May Stevens

Deson-Zaks Gallery

Appointed with TVs, BVDs, bull-dogs and flags, the Big Daddy image has recurred through seven years of paintings, silkscreens, and gouaches by May Stevens. Each variation has cumulatively built or revealed the concept of an authoritarian beast that BD symbolizes. The impact is in Stevens’s irony, her poised commentary on a gross subject, as compared with, for example, Golub’s chaotically ripped and singed canvases. Both BD’s symmetry and his persistence through a series are echoes of regimentation.

Stevens admits that her focus on social problems attempts no social results. And I would agree that authority is timeless; perhaps even that the visual symbol can be neither revolutionary nor radical. Yet, I wonder at Stevens’s resignation. The series may be her catharsis, but, for spectators, BD is a magnet for easy hatred and the sin of self-pity. The liberated may never admit that slavery is more manageable than freedom; but passivity insures authoritarians, and BD’s persistence is a paradoxical acquiescence, an involvement with a predictable image that’s always manipulable. The droplets of anger in every BD permutation seem too slow a dispersion, inevitably bound for neutralization and ineffectiveness.
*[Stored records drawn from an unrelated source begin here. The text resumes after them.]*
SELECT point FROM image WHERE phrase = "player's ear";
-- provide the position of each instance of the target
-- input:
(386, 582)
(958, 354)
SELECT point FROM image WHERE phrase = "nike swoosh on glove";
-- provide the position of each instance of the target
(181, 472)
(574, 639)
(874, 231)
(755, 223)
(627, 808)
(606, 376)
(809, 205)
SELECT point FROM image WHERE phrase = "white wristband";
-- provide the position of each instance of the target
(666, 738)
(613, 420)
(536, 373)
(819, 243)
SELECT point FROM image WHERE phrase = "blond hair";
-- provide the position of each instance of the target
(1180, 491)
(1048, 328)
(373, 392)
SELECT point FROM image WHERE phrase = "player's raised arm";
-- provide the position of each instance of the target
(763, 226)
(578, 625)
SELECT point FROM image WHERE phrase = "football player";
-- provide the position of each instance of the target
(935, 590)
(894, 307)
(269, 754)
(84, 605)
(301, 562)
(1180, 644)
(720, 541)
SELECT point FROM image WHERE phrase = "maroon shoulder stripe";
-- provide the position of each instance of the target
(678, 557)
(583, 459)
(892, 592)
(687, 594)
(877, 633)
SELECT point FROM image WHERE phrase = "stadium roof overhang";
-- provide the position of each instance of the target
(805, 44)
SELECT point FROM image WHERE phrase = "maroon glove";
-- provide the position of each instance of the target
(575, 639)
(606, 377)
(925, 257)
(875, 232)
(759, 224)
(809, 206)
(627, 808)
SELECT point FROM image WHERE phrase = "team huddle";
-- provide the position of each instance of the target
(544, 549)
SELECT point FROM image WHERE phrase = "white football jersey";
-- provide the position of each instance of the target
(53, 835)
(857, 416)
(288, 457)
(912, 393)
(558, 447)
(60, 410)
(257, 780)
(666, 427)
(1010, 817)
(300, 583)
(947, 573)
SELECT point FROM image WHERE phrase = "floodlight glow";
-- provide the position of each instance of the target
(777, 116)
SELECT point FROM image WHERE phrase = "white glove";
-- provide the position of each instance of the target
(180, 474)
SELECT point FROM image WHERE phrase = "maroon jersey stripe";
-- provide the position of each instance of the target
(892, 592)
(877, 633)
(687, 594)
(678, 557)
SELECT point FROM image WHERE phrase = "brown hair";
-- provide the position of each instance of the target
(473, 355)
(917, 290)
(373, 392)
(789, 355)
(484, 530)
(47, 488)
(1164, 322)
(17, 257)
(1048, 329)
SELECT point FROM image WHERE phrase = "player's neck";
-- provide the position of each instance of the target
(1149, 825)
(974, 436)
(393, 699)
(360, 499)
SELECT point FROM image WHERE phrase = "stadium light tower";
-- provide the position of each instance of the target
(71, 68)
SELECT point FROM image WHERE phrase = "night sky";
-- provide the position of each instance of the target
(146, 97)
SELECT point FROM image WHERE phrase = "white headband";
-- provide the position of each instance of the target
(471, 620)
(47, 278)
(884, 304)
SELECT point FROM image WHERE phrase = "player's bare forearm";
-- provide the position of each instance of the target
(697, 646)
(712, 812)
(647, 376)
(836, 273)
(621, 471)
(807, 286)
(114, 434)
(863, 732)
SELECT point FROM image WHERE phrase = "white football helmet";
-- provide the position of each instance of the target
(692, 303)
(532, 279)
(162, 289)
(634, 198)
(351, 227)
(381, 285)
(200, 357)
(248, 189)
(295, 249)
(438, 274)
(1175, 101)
I wonder if we need more stereotypes or confirmations of what we already know. BD takes us no further. BD pats us on the head, cackling, “Society is bad, little children; draw pictures to protest me on your formica kitchen tables.” But real BD’s might well promote such paintings, so adaptable and conventional. The work finally participates too much in what it purports to rebuke.